Loki Laufeyson - Faint Echoes
Loki Laufeyson - Faint Echoes
I’m not conscious, but I am... something. I can’t feel my body.
I can hear muffled sounds, like almost voices but not quite, and some strange lights are dancing across my eyes.
Something is tugging at my mind, something I was worried about. Thor? No, that’s not it. Thanos? No, he’s dead. Probably just feeling guilty again.
I hear a sound unlike the screams and cries I have become accustomed to. It's a woman crying, and it affects me in a way it shouldn't. She sounds familiar. As I listen closer, I realise she is saying my name over and over. Her voice is filled with emotion - not fear towards me, but concern for me. That doesn't seem right. The only woman who ever shed tears for me was my mother, but this voice does not belong to her.
I strain my brain to remember where I know this voice from.
Another voice, familiar, but less so. A man. This one makes my stomach churn with guilt… why?
I get the sensation of movement, but no physical feelings are attached. Like I’m sealed inside a moving casket.
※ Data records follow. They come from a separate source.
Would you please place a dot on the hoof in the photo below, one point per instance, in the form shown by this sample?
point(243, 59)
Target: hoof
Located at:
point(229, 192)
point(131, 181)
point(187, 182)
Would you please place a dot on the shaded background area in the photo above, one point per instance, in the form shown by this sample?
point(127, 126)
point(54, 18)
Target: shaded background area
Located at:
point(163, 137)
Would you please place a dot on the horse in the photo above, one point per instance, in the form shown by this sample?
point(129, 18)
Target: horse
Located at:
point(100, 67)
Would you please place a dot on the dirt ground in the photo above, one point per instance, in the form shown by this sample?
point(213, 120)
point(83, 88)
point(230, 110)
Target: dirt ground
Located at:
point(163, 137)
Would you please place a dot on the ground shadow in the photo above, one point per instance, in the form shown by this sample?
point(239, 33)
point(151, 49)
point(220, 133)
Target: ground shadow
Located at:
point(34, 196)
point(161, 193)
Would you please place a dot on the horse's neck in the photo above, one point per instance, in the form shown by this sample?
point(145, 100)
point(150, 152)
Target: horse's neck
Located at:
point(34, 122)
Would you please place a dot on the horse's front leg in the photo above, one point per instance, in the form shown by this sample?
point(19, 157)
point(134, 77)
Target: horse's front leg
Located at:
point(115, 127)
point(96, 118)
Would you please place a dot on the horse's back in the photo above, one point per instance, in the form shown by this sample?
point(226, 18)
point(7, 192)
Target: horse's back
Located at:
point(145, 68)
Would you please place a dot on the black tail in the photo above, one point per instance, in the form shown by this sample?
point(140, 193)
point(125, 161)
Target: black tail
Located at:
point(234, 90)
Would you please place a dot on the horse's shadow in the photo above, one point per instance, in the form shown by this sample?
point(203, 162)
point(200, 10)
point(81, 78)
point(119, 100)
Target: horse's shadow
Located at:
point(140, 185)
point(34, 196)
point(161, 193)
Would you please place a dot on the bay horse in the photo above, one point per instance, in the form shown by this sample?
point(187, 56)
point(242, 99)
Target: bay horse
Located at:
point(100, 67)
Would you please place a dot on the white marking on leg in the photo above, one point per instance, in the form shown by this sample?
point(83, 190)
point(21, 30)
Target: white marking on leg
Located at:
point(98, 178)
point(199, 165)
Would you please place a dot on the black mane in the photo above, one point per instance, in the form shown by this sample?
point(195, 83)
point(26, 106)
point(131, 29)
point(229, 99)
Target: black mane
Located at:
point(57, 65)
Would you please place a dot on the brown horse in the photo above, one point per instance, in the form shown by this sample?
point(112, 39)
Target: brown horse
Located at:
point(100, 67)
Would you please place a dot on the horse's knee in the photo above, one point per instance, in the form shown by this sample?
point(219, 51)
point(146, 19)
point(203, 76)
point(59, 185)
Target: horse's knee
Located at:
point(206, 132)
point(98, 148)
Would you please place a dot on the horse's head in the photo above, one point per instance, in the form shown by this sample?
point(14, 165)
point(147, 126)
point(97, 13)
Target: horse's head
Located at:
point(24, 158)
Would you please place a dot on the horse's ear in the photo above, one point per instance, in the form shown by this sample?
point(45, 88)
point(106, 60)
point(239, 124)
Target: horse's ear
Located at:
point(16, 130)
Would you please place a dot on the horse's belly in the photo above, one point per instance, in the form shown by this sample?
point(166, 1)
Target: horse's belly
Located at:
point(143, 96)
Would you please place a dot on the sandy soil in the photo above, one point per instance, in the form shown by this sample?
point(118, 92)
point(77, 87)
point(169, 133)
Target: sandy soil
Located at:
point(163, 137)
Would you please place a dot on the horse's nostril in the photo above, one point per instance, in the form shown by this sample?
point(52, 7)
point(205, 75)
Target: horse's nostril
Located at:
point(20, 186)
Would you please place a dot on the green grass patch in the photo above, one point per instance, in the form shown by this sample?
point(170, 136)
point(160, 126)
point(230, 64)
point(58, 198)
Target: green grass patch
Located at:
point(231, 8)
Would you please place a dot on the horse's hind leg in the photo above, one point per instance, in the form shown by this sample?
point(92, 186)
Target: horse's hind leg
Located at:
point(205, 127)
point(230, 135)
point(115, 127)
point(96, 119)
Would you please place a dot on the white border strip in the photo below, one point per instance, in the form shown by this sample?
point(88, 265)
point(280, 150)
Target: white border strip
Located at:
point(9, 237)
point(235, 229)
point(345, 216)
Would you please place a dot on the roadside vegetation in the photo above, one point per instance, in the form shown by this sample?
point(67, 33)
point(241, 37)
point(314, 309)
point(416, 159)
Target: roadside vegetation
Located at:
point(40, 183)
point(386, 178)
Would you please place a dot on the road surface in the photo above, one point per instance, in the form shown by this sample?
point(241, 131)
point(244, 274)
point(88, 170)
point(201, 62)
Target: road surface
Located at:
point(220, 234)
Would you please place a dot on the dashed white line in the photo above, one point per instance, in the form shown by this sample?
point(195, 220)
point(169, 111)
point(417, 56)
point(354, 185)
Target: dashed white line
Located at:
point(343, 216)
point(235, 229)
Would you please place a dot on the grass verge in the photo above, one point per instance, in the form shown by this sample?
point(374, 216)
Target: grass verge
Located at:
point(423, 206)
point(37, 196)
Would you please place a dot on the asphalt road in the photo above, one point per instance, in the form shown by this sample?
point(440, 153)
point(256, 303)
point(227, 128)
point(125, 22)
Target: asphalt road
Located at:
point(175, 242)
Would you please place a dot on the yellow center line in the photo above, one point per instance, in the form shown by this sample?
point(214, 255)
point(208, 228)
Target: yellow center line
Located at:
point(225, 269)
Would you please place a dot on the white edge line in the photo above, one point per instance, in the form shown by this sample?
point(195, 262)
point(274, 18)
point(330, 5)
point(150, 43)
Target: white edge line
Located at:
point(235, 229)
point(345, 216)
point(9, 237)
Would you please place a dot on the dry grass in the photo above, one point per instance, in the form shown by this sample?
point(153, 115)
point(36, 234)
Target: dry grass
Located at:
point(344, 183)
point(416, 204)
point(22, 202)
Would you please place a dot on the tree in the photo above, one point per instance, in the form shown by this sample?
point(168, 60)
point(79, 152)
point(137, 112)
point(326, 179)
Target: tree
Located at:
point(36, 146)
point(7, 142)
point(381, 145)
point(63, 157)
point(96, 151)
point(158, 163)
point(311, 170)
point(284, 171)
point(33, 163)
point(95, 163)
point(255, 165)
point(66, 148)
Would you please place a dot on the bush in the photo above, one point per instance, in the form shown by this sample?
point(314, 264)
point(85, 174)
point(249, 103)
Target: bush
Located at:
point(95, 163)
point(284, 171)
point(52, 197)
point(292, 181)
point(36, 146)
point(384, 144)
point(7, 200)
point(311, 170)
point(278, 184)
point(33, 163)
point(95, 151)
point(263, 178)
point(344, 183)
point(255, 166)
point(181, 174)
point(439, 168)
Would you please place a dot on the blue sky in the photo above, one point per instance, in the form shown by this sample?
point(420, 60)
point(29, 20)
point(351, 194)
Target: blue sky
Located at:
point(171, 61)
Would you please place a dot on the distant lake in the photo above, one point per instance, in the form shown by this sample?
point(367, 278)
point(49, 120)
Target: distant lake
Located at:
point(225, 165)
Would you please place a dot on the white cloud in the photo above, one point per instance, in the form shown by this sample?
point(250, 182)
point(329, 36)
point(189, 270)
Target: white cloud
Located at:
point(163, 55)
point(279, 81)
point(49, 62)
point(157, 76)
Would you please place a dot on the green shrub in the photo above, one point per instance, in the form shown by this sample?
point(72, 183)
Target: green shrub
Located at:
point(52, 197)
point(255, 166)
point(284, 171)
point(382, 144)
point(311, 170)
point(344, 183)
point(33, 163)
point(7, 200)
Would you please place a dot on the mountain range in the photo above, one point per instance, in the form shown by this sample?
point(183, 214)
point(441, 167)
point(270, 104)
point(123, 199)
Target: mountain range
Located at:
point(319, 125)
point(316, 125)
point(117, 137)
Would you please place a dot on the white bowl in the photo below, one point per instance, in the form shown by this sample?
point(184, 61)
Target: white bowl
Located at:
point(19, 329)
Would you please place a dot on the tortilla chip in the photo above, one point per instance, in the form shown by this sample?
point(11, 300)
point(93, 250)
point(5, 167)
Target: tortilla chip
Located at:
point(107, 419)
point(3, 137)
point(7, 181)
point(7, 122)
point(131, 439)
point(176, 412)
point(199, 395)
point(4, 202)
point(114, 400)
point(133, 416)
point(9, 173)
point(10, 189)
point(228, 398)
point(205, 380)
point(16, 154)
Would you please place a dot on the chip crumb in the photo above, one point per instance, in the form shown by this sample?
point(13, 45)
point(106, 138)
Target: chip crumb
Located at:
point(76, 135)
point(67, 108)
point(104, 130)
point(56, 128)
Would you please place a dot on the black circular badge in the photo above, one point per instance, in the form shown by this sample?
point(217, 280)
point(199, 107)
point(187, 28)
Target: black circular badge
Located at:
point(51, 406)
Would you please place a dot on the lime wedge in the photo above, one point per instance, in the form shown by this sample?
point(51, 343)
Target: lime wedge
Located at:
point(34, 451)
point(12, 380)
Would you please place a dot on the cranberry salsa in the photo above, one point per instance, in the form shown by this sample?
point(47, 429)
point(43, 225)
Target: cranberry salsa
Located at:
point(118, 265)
As I listen to the voices, some memories start to trickle back. They are hazy and disjointed, but they are there. Memories of my past life... my real life. I remember Asgard, my home. My father Odin, my mother Frigga. My brother Thor, who was always the favoured one. The jealousy and resentment I felt towards him. But then something else comes through, like a burst of light in the darkness. A woman… her face is blurred in my memory, but her voice echoes in my mind. I remember her kindness towards me, how she saw past my facade and tried to understand me. Her determination to save me from myself. And then there's Stark... Tony Stark. The man whose mere presence used to make me want to tear his head off - but now I feel nothing but gratitude towards him.
My thoughts are interrupted as I feel a sudden jolt and hear a loud beeping sound.
"What's happening?" The woman’s voice sounds strained and panicked.
"His heart rate is dropping!" Someone else shouts.
I try to focus on their voices, try to hold on to the memories that have just started coming back to me. But it's like trying to grasp onto smoke - it slips through my fingers no matter how hard I try.
Suddenly, everything goes dark again.